The old woman did not deny that he had guessed rightly. “But this hut, which for many years has been deserted, belongs to you as much as to me,” she said. “I have no right to drive you from it.”

“It is still your parents’ hut,” said the laborer, “and you surely have a better right to it than we have. Besides, we are young and you are old; therefore, you shall remain and we will go.”

When the old woman heard this, she was greatly astonished. She turned around on the threshold and stared at the man, as though she had not understood what he meant by his words.

But now the young wife joined in the conversation.

“If I might suggest,” said she to her husband, “I should beg you to ask this old woman if she won’t look upon us as her own children, and permit us to stay with her and take care of her.

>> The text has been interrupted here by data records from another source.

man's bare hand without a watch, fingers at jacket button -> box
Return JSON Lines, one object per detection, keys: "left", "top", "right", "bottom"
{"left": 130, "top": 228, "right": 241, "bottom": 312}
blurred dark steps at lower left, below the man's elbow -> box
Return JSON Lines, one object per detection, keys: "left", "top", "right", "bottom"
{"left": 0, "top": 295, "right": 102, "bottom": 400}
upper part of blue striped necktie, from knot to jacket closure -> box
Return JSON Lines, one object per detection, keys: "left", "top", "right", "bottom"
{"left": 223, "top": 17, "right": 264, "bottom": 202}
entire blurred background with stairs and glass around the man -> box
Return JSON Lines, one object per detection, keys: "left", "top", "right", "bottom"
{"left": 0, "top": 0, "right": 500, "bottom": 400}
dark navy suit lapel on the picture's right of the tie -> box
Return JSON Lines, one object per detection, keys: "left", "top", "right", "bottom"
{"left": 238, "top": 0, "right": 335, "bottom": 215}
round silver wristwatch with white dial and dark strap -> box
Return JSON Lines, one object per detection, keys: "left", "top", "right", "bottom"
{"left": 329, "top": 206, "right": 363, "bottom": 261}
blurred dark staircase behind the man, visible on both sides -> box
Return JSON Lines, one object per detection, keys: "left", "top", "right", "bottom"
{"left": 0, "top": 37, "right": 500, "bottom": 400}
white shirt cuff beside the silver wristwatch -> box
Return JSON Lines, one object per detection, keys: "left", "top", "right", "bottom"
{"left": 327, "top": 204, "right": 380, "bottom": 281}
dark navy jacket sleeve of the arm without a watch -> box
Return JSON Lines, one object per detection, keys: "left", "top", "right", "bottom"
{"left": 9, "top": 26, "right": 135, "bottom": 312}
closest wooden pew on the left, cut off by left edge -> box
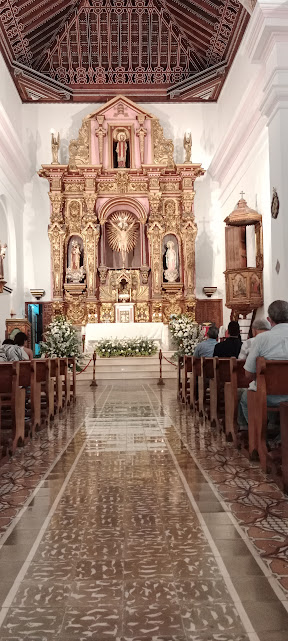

What service would we render her if we gave her this miserable hut and then left her? It would be terrible for her to live here in this wilderness alone! And what would she live on? It would be just like letting her starve to death.”

The old woman went up to the man and his wife and regarded them carefully. “Why do you speak thus?” she asked. “Why are you so merciful to me? You are strangers.”

Then the young wife answered: “It is because we ourselves once met with great mercy.”